Глянул Бомж на все это безобразий. Сомнения его посетили. С одной стороны ему надо принять у этих раздолбаев экзамен, у каждого в отдельности. Порядки все-таки, а их нарушать небезопасно. Мало ли шеф узнает. А с другой стороны — надо ли? Как обычно, бывает, приходишь ты первый раз на работу весь такой специалист, умный, с красным дипломом. А тебе и говорят — забудь всё, чему тебя учили, и смотри сюда. Облом так сказать. Да и реальность порой сильно отличается от того, что написано в учебниках, а иногда и противоречит. Если совсем уж честно — не охота ему слушать это бред, пересказанный своими словами. Еще и вызовут что-нибудь нечаянно. Ладно, эта кальмарообразная инфузория. Это так домашнее животное, типа кошки. Другой умник умудрился философов вызвать. Мало кому это удается. Крайний раз ему (Бомжу) это удалось, когда он в поисках собутыльника забрался в библиотеку и накурен сильно он был. Подробности он так и не вспомнил. Но загнать их обратно смог только сам великий и ужасный — дорогой шеф. И то с третьей попытки. Философы — народ вздорный, плохо управляемый. С тех пор злоупотреблять в библиотеке ему запретили. В общем, не согревают мыли об экзамене. Башка еще трещит, только за это он и ненавидел скрипку. Всегда.
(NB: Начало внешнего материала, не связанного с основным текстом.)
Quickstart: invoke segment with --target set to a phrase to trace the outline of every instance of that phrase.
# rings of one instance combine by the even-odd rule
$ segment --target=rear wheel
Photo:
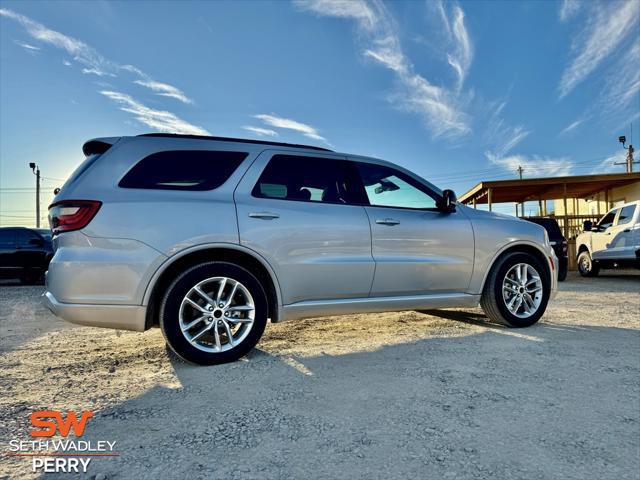
[[[578,272],[583,277],[595,277],[600,272],[600,267],[593,263],[591,255],[586,250],[578,255]]]
[[[498,259],[480,299],[489,319],[509,327],[528,327],[544,314],[551,282],[542,263],[529,253]]]
[[[160,327],[171,349],[201,365],[237,360],[260,340],[267,297],[244,268],[209,262],[182,273],[160,306]]]

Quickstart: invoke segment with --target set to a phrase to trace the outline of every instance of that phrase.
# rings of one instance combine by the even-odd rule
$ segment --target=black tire
[[[578,255],[578,272],[583,277],[595,277],[600,272],[600,266],[593,262],[586,250]]]
[[[502,283],[505,276],[518,263],[526,263],[536,269],[542,282],[542,298],[538,310],[527,318],[520,318],[509,311],[502,295]],[[524,252],[508,253],[499,258],[489,273],[484,285],[480,305],[489,320],[507,327],[522,328],[536,323],[544,314],[549,294],[551,293],[551,279],[548,269],[533,255]]]
[[[558,281],[564,282],[567,279],[567,262],[562,262],[558,266]]]
[[[39,285],[42,283],[44,276],[42,273],[23,273],[20,277],[20,283],[23,285]]]
[[[227,277],[240,282],[253,297],[254,320],[247,336],[230,350],[207,352],[193,346],[182,333],[179,322],[180,305],[189,290],[203,280]],[[199,365],[233,362],[246,355],[260,340],[267,324],[267,296],[256,277],[248,270],[227,262],[207,262],[189,268],[167,288],[160,303],[160,328],[176,355]]]

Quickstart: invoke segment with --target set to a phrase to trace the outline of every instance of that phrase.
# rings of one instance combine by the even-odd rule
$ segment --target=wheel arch
[[[484,286],[487,282],[487,279],[489,278],[489,274],[495,268],[498,260],[503,258],[505,255],[508,255],[510,253],[515,253],[515,252],[530,253],[533,256],[535,256],[538,260],[540,260],[540,262],[544,266],[545,273],[549,276],[549,280],[551,281],[551,283],[553,283],[552,276],[551,276],[551,268],[549,266],[549,258],[547,257],[546,252],[544,252],[538,245],[536,245],[533,242],[515,242],[515,243],[509,243],[507,245],[504,245],[500,250],[498,250],[494,254],[489,264],[489,268],[487,268],[486,271],[484,272],[484,278],[482,279],[480,292],[484,291]]]
[[[147,306],[145,329],[158,324],[157,313],[162,293],[179,272],[210,261],[227,261],[246,268],[265,288],[269,303],[269,318],[277,322],[281,318],[282,295],[275,272],[259,254],[241,245],[204,244],[185,249],[169,257],[153,274],[144,293],[143,305]]]
[[[586,243],[581,243],[580,245],[578,245],[578,248],[576,248],[576,258],[578,258],[578,256],[582,252],[587,252],[587,253],[589,253],[589,255],[591,255],[591,251],[589,250],[589,246]]]

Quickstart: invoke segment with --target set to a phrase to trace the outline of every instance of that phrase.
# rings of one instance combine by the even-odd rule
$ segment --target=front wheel
[[[178,356],[214,365],[246,355],[264,332],[267,312],[267,297],[253,274],[235,264],[208,262],[169,286],[160,327]]]
[[[542,263],[529,253],[498,259],[485,283],[480,305],[490,320],[528,327],[544,314],[551,281]]]
[[[600,267],[593,262],[589,252],[580,252],[578,255],[578,272],[583,277],[595,277],[600,272]]]

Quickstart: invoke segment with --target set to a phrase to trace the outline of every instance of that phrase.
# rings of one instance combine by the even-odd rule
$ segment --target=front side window
[[[408,175],[383,165],[358,163],[369,204],[376,207],[435,209],[435,195]]]
[[[624,225],[625,223],[633,220],[633,214],[636,213],[635,205],[627,205],[620,210],[620,216],[618,217],[618,225]]]
[[[228,180],[245,152],[171,150],[140,160],[120,180],[122,188],[213,190]]]
[[[611,225],[613,225],[613,221],[616,218],[616,212],[617,211],[618,211],[617,209],[616,210],[611,210],[604,217],[602,217],[602,219],[600,219],[600,221],[598,222],[598,230],[606,230]]]
[[[274,155],[253,188],[258,198],[318,203],[352,203],[344,160]]]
— Так, все спускаемся и быстренько гребем в столовую, — сообщил Бомж.
— А экзамен? — возмутился заучка Стыров.
— Ты его уже сдал и те, что на полке тоже. Про остальных я завтра подумаю. Может быть. Кстати мы с вами еще не познакомились. Безобразие.
Все собрались за столом. И о чудо. Из-под стола выбрался сам Валерий Кипелов.
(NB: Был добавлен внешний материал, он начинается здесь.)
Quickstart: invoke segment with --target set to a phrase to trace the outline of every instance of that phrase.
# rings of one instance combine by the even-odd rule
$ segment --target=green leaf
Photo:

— Что же хреново-то так? — простонал вокалист.
— Сейчас поправим.
По одному хлопку перед вокалистом возникла очередная бутыль.
Так слово за слово перезнакомился Дурик со всеми. Пил за каждого, по второму кругу пошел.
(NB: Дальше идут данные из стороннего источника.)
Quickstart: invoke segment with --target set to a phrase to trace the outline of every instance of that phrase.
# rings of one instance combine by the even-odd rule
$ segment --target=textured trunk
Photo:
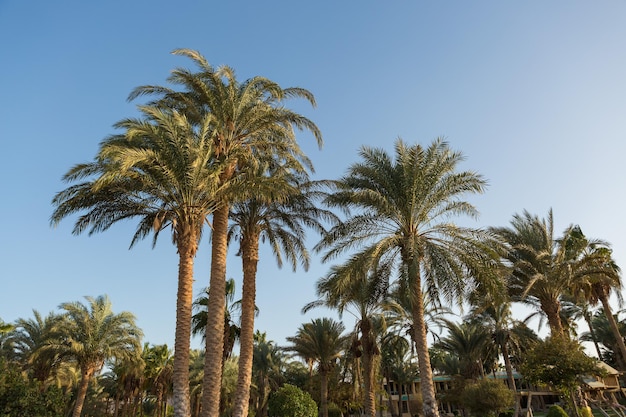
[[[363,334],[363,385],[365,386],[365,415],[376,415],[376,387],[374,386],[375,368],[374,356],[376,354],[376,342],[372,336],[371,322],[367,317],[361,319],[361,332]]]
[[[513,366],[511,365],[511,358],[509,357],[509,347],[506,342],[500,345],[500,350],[502,351],[502,357],[504,358],[504,368],[506,369],[506,378],[509,381],[509,388],[515,394],[515,411],[513,412],[513,417],[518,417],[519,415],[519,397],[517,395],[517,387],[515,386],[515,377],[513,377]]]
[[[320,415],[328,417],[328,371],[320,369]]]
[[[83,412],[83,405],[85,404],[85,396],[87,395],[87,387],[89,381],[95,372],[94,367],[86,367],[81,370],[80,383],[78,384],[78,391],[76,392],[76,404],[74,405],[74,411],[72,417],[80,417]]]
[[[228,212],[226,202],[213,213],[211,240],[211,279],[209,282],[206,356],[202,381],[202,417],[217,417],[222,388],[224,314],[226,303],[226,254],[228,251]]]
[[[424,320],[424,299],[422,296],[422,285],[419,266],[416,262],[410,262],[409,279],[413,283],[413,324],[415,347],[419,360],[420,388],[422,391],[422,410],[424,417],[439,417],[437,409],[437,399],[435,398],[435,385],[433,384],[433,371],[430,367],[430,354],[428,353],[428,342],[426,339],[426,321]]]
[[[178,244],[178,293],[176,295],[176,334],[174,336],[174,366],[172,374],[175,417],[189,417],[189,340],[191,339],[191,309],[193,303],[193,262],[198,248],[198,236],[193,230],[182,233]]]
[[[558,301],[541,301],[541,309],[548,317],[550,336],[563,336],[563,323],[561,322],[561,303]]]
[[[591,314],[589,314],[589,310],[586,308],[583,311],[583,317],[587,322],[587,326],[589,327],[589,333],[591,334],[591,339],[593,340],[593,346],[596,348],[596,353],[598,354],[598,359],[602,360],[602,351],[600,350],[600,345],[598,344],[598,337],[596,336],[596,331],[591,324]]]
[[[609,305],[609,300],[606,294],[602,294],[602,296],[600,297],[600,302],[602,302],[604,314],[606,315],[606,319],[609,321],[609,325],[611,326],[611,330],[613,331],[613,336],[615,337],[615,341],[617,342],[617,346],[619,347],[619,353],[622,357],[621,363],[626,363],[626,345],[624,345],[624,337],[617,327],[617,322],[615,321],[615,317],[613,317],[613,312],[611,311],[611,306]],[[622,371],[623,370],[624,369],[622,369]]]
[[[259,235],[247,234],[241,242],[243,289],[241,296],[241,335],[239,338],[239,373],[235,394],[234,417],[247,417],[252,382],[252,355],[254,352],[254,306],[256,300],[256,273],[259,262]]]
Встретился с грустными глазами Алексеева. Перемкнуло. Рухнул рядом с ним на стул, обнял за плечи.
— Шееф!!! Поздравь меня, я нашел себе нового друга.
Ответа не последовало.
Некоторые уже сползают под стол. Кто-то спит на столе.
— Не спать! — стукнул кулаком по столу. — Я говорить буду.
И понеслась изба по кочкам.
— Вот ты меня психом считаешь, — ткнул пальцем в Дубинина.
— Не психом, а дуриком, — поправил Виталий, — это разное.
— Не смягчай. Шеф меня хуже называет. И вообще не любит он меня, все только издевается. Вот и вас всех на меня повесил. А оно мне надо? Мне теперь придется заботиться о вас, чтобы не вляпались куда не надо. Видать участь у меня такая. Только не знаю за что? И он не говорит, ждет, когда сам догадаюсь. До вас вот был тут один, каждый день из зубов монстром в день ни по разу вытаскивать приходилось. А что в ответ? Никакой благодарности.
— Ну, не надо так. — Юрий крепко обнял нового знакомого. — Все будет хорошо.
Состояние и внезапная дружелюбность Бомжа его ничуть не смутили. Не в первый раз, так сказать. Приходилось ему Маврина из депресняка вытаскивать. Только по способам изгнания мавринского уныния и, как следствие, белки он мог бы написать книгу, а тут так сразу и не сообразишь.
— Не будет.
Тут к нему подошла девушка из местных. Шепнула что-то на ухо.
— Как закончился? — истерично испуганно.
Учитель убежал в неизвестном направлении. через минуту вернулся.
— Всем экзамен автоматом. Девушка подпишет. Меня завтра не ждите.
— Что случилось-то? — заволновался Алексеев.
— Сахар кончился, — спокойно сообщила девушка.
Охренительная причина для истерики, например.
Мимо с диким воплем промчался мальчишка.